How to Offer Love and Connection When You Can’t Visit a Loved One in the Hospital

Sometimes we can’t visit loved ones in a hospital because of the health risk to the patient or to ourselves. For all of us here at the Acuity family, we know how difficult it can be while unable to visit sick and recovering loved ones in person, but that doesn’t mean you can’t still offer hope and connection! . Here are a few tips to help you cope and connect with your loved ones when you can’t be there in person. 

Remember self-care

It’s very important to maintain your overall wellness during high-stress situations. Supporting your loved one while they are ill or in recovery can be difficult if you’re not well yourself physically, mentally, or emotionally. Taking care of ourselves is one way we can show love to others. Try including some self-care activities into your daily routine, such as:

  • Exercise. Maintaining your physique is good for both your physical and mental health. Exercise strengthens and tones your muscles, increases energy, and improves overall bodily functions. When you exercise, your body releases chemicals, such as endorphins, that act as natural pick-me-ups. You might enjoy telling your recovering loved one all about the new exercise routine you’ve picked up, and how it’s going.
  • Healthy diet. Ensuring you keep to a healthy, well-balanced diet means your body is getting all the nutrients it needs. Our bodies need those vitamins for maintaining both mental and physical health. Without them, you can experience worsening mood symptoms and higher levels of anxiety or depression. Maybe your loved one would enjoy a photo of a new dish you made? 
  • Abstaining or reducing alcohol intake. Alcohol is a natural depressant and can do more harm than good during stressful situations. Try to avoid any substances that act as system depressors. 
  • Talk to someone. Sometimes all it takes is talking to a close friend and getting everything off your chest. As caregivers, we sometimes forget that we need a supportive ear too. Remember to nurture your other relationships and fill your time communicating with others. Support is only a phone call away.
  • Engage in hobbies. Try spending your time engaged in your passions or hobbies. The normal pace of life can often get in the way of our favorite activities, or sometimes we give up our free time as caregivers. Instead, why not use it as a point of connection? Teach someone to crochet over video, or send a copy of a new book that you can both discuss. 

Use alternative methods of communication

Technology has a way of connecting us in a way humans never have before. While you can’t physically visit someone in the hospital, you can still feel the connection with some virtual face-to-face time. With the use of video chats, you can see your loved one and be able to spend some quality time with them. Moments like those of seeing the smile on the face of a loved one can be a huge help to a recovering friend or family member— and to you, too! 

Another alternative to in-person visits are handwritten letters or cards! Those from previous generations may sometimes miss the personal touch of a thoughtful handwritten note, even just a simple one to let them know you’ve been thinking of them. Plus, it gives them something cheerful to display in their room and remind them of your connection.

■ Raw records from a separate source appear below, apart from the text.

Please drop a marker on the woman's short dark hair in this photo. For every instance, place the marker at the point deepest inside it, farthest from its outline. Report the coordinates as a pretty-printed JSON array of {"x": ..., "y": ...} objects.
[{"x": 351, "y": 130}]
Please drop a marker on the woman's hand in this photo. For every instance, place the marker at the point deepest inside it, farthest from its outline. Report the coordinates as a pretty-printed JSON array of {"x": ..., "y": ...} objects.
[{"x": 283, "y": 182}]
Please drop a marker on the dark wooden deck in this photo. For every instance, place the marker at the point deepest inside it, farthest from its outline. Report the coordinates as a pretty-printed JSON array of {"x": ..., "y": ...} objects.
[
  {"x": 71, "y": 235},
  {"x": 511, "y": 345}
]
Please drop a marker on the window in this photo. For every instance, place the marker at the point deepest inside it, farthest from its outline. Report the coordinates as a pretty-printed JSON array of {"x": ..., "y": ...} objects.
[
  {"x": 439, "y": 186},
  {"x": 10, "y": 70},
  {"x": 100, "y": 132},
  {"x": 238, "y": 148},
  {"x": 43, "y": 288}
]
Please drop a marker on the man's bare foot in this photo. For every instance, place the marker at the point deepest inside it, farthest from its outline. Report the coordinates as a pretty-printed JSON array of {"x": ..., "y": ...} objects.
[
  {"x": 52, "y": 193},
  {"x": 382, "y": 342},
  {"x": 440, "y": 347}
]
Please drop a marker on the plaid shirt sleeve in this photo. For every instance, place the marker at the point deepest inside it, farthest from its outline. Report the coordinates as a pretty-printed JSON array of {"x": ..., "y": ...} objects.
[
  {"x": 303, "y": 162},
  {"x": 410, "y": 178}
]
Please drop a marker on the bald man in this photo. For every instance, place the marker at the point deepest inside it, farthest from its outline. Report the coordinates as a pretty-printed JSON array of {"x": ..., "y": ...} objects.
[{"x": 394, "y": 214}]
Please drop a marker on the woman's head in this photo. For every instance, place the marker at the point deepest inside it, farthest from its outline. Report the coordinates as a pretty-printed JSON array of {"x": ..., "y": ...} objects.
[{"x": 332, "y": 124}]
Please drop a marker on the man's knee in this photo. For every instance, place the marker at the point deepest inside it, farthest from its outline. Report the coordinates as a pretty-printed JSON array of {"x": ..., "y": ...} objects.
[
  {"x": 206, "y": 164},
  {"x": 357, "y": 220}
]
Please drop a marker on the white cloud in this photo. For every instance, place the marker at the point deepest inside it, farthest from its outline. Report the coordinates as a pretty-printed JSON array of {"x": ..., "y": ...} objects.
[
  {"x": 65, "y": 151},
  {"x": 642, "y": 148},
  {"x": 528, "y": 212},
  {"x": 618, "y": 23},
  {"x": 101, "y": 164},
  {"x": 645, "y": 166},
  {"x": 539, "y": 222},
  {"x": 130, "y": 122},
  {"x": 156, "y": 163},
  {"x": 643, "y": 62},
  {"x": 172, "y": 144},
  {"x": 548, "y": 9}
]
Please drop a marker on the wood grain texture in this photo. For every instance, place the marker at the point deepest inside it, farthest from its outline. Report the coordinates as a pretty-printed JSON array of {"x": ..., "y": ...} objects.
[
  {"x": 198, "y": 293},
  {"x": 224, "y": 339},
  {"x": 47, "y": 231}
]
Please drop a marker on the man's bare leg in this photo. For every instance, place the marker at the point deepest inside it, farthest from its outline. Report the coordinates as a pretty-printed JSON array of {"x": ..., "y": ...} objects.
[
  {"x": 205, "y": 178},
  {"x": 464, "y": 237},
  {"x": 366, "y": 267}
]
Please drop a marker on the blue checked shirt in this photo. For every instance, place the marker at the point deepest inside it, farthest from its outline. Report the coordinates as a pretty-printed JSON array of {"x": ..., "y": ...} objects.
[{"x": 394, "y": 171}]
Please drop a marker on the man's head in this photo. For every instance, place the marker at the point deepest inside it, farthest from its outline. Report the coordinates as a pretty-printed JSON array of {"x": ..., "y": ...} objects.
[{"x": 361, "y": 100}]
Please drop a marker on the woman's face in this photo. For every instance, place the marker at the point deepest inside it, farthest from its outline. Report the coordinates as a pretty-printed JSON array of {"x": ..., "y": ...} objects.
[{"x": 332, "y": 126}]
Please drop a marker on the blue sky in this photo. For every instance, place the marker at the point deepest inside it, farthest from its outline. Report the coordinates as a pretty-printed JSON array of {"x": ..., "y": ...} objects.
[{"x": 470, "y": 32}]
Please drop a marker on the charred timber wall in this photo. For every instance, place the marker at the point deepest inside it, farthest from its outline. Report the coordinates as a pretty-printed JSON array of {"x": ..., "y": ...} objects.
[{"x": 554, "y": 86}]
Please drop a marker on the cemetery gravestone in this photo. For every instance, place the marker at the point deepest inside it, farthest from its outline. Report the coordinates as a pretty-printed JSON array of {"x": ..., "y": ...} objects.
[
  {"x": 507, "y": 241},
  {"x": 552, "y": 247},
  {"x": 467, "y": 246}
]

When reaching out, try keeping spirits high and being positive to reduce current stressors for yourself and those in the hospital. Instead of asking for health updates, talk about something fun or update them on the goings-on at home, something to distract from the constant medical talk and to bring a sense of normalcy. 

Some things to remember

It can be scary to worry about making a recovering loved one sick, or becoming sick from a loved one yourself. But it’s important to remember that distancing measures are in place with you and your loved one’s best interests at heart. Be at peace knowing that the person in recovery is in the place best equipped to care for them. Remember to take care of yourself, and know that staying apart when medically necessary is ultimately an act of love and care.